In language, expressive words serve the function of conveying the impression or emotion of the speaker/writer so that the target can experience/feel it too. M. Grammont has indicated that the ability of language sounds to give connotation to the meaning of a word is often potential and that it emerges in the process of the act of speaking (with the exception of the “pure” onomatopoeias that have a phonetic motivation). For instance, the connotational qualities of sounds of language make the narrator choose a member of the phonosemantic opposition (or triad) of synonymous onomatopoeias – kaukšt: taukšt: paukšt; bumpt : bliumpt; kapt : knapt; pliaukšt : paukšt; čiaukšt : taukšt, etc. – to be able to disclose the specifics and details of the image, sound or sense/experience being described (imitated) better. However, the choice of pragmatic situations is unlimited and therefore, when presented on its basis, the lexical meaning might be very inaccurate. Thus, the drafting of a lexicographic inventory has to begin with identifying the type of descriptive imitatives, i.e. the impression (visual, acoustic, sensual/experiential) they carry. Describing the semantic system of specific imitative requires the identification of certain tools, i.e. the phonic (or formative) instruments that are used to create the correlation of meaning and expression.

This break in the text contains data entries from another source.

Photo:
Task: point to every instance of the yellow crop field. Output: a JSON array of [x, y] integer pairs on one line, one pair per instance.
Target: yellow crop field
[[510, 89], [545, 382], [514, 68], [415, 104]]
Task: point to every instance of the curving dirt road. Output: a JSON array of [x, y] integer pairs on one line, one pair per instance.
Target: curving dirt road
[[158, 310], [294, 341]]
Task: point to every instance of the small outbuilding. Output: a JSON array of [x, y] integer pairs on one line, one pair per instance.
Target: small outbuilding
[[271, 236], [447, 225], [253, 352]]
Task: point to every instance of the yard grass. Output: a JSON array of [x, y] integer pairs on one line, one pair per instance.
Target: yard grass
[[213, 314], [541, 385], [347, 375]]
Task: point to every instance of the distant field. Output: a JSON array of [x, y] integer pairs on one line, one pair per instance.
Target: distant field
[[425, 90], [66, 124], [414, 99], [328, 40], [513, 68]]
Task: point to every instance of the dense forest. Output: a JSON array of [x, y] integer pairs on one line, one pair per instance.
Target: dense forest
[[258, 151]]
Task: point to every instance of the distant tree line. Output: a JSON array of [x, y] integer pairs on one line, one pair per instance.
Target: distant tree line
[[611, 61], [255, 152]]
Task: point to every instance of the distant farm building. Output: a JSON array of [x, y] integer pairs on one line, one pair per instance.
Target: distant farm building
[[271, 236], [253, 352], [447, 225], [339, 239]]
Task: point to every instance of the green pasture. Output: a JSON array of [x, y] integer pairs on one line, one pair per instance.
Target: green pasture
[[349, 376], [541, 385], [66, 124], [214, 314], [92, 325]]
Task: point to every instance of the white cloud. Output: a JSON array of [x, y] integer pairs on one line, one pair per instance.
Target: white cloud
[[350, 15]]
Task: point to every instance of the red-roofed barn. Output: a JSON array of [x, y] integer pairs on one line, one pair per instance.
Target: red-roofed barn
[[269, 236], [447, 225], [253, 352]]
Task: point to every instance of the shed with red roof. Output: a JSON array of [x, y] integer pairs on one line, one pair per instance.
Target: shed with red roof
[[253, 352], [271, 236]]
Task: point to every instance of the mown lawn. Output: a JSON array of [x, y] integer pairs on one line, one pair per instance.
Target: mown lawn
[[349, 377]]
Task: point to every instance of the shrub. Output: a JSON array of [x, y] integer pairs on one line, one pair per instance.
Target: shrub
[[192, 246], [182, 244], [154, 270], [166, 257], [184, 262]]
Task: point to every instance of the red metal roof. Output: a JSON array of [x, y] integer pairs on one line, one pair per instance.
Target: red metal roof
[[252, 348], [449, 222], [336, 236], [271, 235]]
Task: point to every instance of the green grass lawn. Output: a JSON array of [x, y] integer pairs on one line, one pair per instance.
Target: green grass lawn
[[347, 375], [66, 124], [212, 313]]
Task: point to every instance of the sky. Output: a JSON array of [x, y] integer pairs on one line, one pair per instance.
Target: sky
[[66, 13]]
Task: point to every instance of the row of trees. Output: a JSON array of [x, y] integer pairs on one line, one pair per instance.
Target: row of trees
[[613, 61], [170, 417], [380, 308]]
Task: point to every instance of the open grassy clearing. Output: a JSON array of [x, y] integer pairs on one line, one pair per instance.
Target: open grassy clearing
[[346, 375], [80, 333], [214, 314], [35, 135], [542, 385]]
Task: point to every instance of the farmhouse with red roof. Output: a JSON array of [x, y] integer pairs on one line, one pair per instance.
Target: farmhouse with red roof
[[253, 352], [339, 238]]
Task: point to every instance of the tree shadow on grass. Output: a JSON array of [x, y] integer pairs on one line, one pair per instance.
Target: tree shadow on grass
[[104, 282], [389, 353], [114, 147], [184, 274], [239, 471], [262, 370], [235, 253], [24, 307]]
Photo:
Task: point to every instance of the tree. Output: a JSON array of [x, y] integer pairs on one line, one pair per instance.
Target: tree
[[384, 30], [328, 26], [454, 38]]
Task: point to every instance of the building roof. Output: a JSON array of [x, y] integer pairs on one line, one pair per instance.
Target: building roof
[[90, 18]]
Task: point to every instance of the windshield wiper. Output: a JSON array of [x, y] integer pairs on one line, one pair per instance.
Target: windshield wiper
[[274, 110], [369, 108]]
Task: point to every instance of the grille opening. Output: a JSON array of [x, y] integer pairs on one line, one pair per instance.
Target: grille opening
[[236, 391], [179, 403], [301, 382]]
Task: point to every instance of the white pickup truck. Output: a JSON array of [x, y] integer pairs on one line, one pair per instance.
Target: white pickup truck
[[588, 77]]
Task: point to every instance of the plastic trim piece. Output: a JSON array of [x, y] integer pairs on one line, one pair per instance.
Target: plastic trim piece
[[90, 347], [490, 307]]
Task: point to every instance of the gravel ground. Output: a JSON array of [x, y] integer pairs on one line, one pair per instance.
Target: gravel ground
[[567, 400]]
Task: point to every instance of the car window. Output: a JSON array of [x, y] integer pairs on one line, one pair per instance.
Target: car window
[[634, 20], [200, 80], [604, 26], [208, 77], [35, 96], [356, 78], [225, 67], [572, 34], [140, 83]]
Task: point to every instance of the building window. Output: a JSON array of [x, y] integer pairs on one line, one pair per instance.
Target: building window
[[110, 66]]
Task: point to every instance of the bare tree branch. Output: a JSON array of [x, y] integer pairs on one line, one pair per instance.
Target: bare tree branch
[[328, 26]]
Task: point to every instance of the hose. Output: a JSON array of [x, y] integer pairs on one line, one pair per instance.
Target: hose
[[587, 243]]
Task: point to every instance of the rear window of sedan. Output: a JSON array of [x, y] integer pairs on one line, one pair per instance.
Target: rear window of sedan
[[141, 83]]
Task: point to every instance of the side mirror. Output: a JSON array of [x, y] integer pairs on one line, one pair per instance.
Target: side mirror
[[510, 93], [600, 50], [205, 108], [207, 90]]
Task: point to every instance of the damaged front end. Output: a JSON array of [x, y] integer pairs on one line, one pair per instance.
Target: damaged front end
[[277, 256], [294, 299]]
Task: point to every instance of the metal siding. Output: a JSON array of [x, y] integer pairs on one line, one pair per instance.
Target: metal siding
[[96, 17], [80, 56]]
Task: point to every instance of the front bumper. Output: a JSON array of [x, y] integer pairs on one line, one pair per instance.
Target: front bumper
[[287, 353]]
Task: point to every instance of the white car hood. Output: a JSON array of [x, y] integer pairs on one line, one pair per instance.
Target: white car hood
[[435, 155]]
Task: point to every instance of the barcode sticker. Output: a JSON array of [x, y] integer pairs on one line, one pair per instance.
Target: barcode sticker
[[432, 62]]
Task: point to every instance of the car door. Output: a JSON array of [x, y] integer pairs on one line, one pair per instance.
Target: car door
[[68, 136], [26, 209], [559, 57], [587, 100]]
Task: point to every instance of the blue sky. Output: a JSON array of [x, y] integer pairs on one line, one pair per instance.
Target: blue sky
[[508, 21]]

Instead of employing the conventional classification of onomatopoeias, in the Onomatopoeic Dictionary such words are categorised by the method of imitation, forming a total of four groups: onomatopoeias (construed as only those onomatopoeic words that imitate real-life sounds using linguistic tools, turning them into words), imitatives, mimemes and verbal onomatopoeic words (which are not considered iconic words). The idea here is to demonstrate the versatility of their iconic features and the variety of pragmatics, and therefore a systematic approach to presentation under the behaviourist scheme has been adopted. For instance, onomatopoeic words of a punch are presented systematically, and their lexicological articles are broken down against other attributes, i.e. a punch to a soft/hard surface or a vertical/horizontal punch and so on. The unique phonetic structure of onomatopoeic words is considered, describing some of the features, like frequent replication and consonantal variations of onomatopoeic endings, like plept:plep:ple, etc. as universal in the inventory. The systematic relationships are presented in several languages, which makes the Onomatopoeic Dictionary more accessible for linguists and semiotic scientists from other countries. The type of the lexicographic work being presented is an ideographical dictionary.